2005 - 04

Brain Res Brain Res Rev. 2005 Apr;48(2):400-8. Epub 2005 Jan 28.

Activity of flurbiprofen and chemically related anti-inflammatory drugs in models of Alzheimer's disease.

Gasparini L, Ongini E, Wilcock D, Morgan D. Nicox Research Institute, Bresso, Milan, Italy.

Currently, there is an intense debate on the potential use of nonsteroidal anti-inflammatory drugs (NSAIDs) in Alzheimer's disease (AD). NSAIDs are among the most widely prescribed drugs for the treatment of pain, fever, and inflammation. Their effects are largely attributed to the inhibition of the enzymatic activity of cyclooxygenase (COX)-1 and -2. The apparent activity of this class of drugs stems from one critical pathological process underlying AD and other neurodegenerative disorders, i.e., the presence of chronic neuroinflammation. In fact, prolonged use of NSAIDs is associated with reduced risk of AD. Besides COX inhibition, additional mechanisms could contribute to the potential activity of NSAIDs in AD. For example, several studies show that only a few selected NSAIDs also affect beta-amyloid (Abeta) deposition and metabolism. Among the Abeta-effective NSAIDs, flurbiprofen raised particular interest because of its multiple actions on key AD hallmarks. Studies in cell lines and animal models have shown that flurbiprofen racemate, its R-enantiomer and its nitric oxide (NO)-releasing derivatives, HCT 1026 and NCX 2216, are effective on AD amyloid pathology. Moreover, HCT 1026 and NCX 2216 differentially influence the cellular component of neuroinflammation (i.e., microglia activation) in some experimental settings, i.e., HCT 1026 inhibits the activation of microglia, while NCX 2216 can either enhance or inhibit microglial activation, depending upon the experimental conditions. It is still unclear which effects on microglia will prove most beneficial. Ultimately, clinical studies in AD patients will provide the best information as to whether selected NSAIDs will improve this devastating disease.



Brain Res Brain Res Rev. 2005 Apr;48(2):370-8.

Transgenic AD model mice, effects of potential anti-AD treatments on inflammation and pathology.

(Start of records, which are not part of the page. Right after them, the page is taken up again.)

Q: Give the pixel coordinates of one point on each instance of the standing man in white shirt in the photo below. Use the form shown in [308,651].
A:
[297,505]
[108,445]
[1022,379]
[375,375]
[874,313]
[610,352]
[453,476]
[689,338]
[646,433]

van Groen T, Kadish I. Department of Neuroscience and Neurology, University of Kuopio, Canthia Building, Finland.

The extracellular deposition of amyloid (A) peptides in plaques, and neurofibrillary tangles are the two characteristic pathological features of Alzheimer's disease (AD). Plaques are surrounded by activated astrocytes and microglia, to study the relation between amyloid neuropathology and inflammation, we examined the changes in amyloid pathology in the hippocampus following three different treatments aimed at reducing the amyloid burden. (1) To investigate the effects of long-term cholinergic deafferentation, we lesioned the fimbria-fornix pathway in our AD-model mice at 7 months of age, and 11 months post-lesion the mice were sacrificed for histopathological analysis. The fimbria-fornix transection resulted in a substantial depletion of cholinergic markers in the hippocampus, but the lesion did not result in an alteration in hippocampal A deposition and inflammation (i.e., numbers or staining density of astrocytes and microglia). (2) To investigate the effects of estrogen, we ovariectomized mice and treated them with estrogen (sham-lesion, zero dose, low dose, and high dose) and studied the pathology at different postsurgery intervals. Estrogen depletion (i.e., ovariectomy) or estrogen replacement did not affect A deposition or inflammation at any time point. (3) In the final studies, we treated mice with flurbiprofen and an NO-donating derivative of flurbiprofen (HCT 1026) for several months (from 6 till 14 months of age), and studied the A pathology and inflammation in the brain. Sham treatment, flurbiprofen, and the low-dose HCT 1026 did not affect pathology; however, a higher dose of HCT 1026 reduced both A load and amount of microglial activation surrounding plaques.